In case of side effects, don’t hesitate to reduce the garlic in your food. If it’s safe, you may consider increasing your garlic intake.

Tufts University has a more generalized view, stating how difficult it is to specify the garlic intake that’s ‘too much.’

But that in no way means you can eat garlic as you wish. Avoid eating too much garlic if you’re scheduled for surgery or dental work. That, too, applies to those with bleeding disorders.

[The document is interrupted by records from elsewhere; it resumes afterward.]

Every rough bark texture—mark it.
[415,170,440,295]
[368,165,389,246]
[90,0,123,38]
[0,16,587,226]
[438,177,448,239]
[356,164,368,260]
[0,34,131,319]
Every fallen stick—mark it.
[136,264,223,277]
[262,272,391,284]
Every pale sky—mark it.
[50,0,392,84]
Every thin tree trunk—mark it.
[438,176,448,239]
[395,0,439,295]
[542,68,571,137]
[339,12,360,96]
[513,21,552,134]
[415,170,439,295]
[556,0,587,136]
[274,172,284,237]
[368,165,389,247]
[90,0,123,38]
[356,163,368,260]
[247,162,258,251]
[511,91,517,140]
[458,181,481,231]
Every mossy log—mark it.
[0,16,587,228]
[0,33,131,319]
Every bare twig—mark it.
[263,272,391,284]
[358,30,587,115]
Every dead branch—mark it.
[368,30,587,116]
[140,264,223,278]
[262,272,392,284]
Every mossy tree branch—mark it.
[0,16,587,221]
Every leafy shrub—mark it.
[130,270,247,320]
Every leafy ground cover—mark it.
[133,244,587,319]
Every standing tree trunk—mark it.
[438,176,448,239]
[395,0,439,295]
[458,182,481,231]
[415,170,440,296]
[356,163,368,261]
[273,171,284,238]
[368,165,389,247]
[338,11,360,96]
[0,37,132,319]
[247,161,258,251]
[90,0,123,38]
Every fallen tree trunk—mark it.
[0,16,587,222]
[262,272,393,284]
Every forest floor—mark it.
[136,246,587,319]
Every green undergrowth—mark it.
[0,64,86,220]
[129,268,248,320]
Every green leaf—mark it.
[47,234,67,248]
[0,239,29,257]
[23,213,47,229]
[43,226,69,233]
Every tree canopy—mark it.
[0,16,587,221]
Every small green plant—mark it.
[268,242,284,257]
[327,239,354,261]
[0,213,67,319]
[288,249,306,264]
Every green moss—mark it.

If you have an underlying health condition or are on medication, talk to your doctor before drastically changing your diet or using herbal supplements like garlic.

In one study, consuming at least one garlic powder teaspoon a day is enough to result in bleeding abnormalities. According to the researchers, those who consume lots of garlic should reduce it two weeks before surgery.

For those who do not suffer from bleeding abnormalities, garlic’s worst side-effect is bad breath and flatulence. So, there’s no restriction on the garlic cloves they can eat.

The Bottom Line

Garlic is a healthy vegetable in the allium family. It flavors food and helps you have a balanced diet. However, too much garlic causes acid reflux, bad breath, increased risk of bleeding, and digestive issues.

So, you should eat garlic in moderation, especially if you’re on blood thinners or have underlying medical issues. Make sure you only eat as much garlic as your body can handle.